Just beyond the other side of the ballroom, Derec found a wide staircase that led down. It wasn’t quite what he’d been looking for — he’d wanted to find a way to get up to the bridge — but curiosity led him to try the stairs.
The next level down was pure gray utilitarian metal. Even the environmental responses were down to a bare minimum: A puddle of light tracked him down the companionway, switching on two steps ahead of him and switching off two steps behind. The only door he found opened into a tiny, darkened cell.
His mother’s three robots were in there. Adam, Eve, and Lucius II stood rigidly frozen in position, their eyes dim, as if someone had made an aluminum sculpture of a three-way conversation. For a moment, Derec’s breath quickened. Ever since they’d left Robot City, his father had been itching for a chance to melt the learning machines down into slag, or at the very least shut them down permanently. Had he finally done it?
A quick check of his internal commlink, and Derec relaxed. The three robots weren’t deactivated. They were simply locked up in one of their interminable high-bandwidth philosophical discussions. He moved on.

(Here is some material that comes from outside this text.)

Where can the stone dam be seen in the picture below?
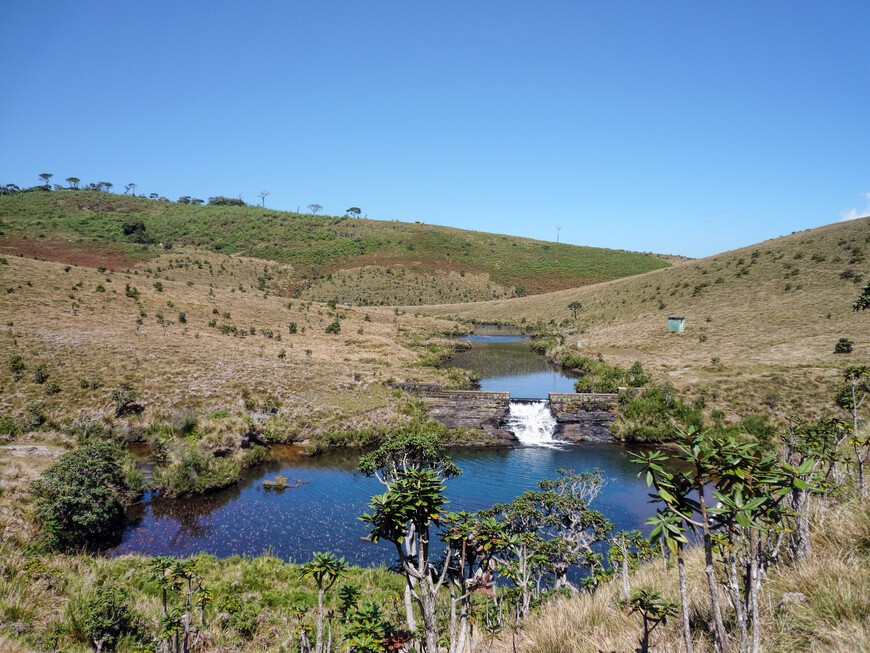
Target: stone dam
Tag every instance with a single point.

At the end of the hallway, he found a small lift-shaft much like the one on the original asteroid where the robots had found him. It was a simple platform, one meter square, with one three-position switch on the control stalk: up, down, or stop. Obviously intended for robotic use-the sight of 11 human riding such a contraption would send most robots into First Law conniptions-the platform was also obviously at the top of its guide rail. “Well, that simplifies my choices,” Derec said. He stepped onto the platform and pressed down.
With a sickening lurch, the platform dropped out from underneath him.
Derec didn’t have time to panic. He fell through ten meters of darkness, then brightness flooded the shaft as the platform dropped through into a lighted cabin. Just before he passed through the opening, some kind of localized gravity field caught him and deposited him as gently as a feather, albeit sputtering like a goose, on the deck of the cabin.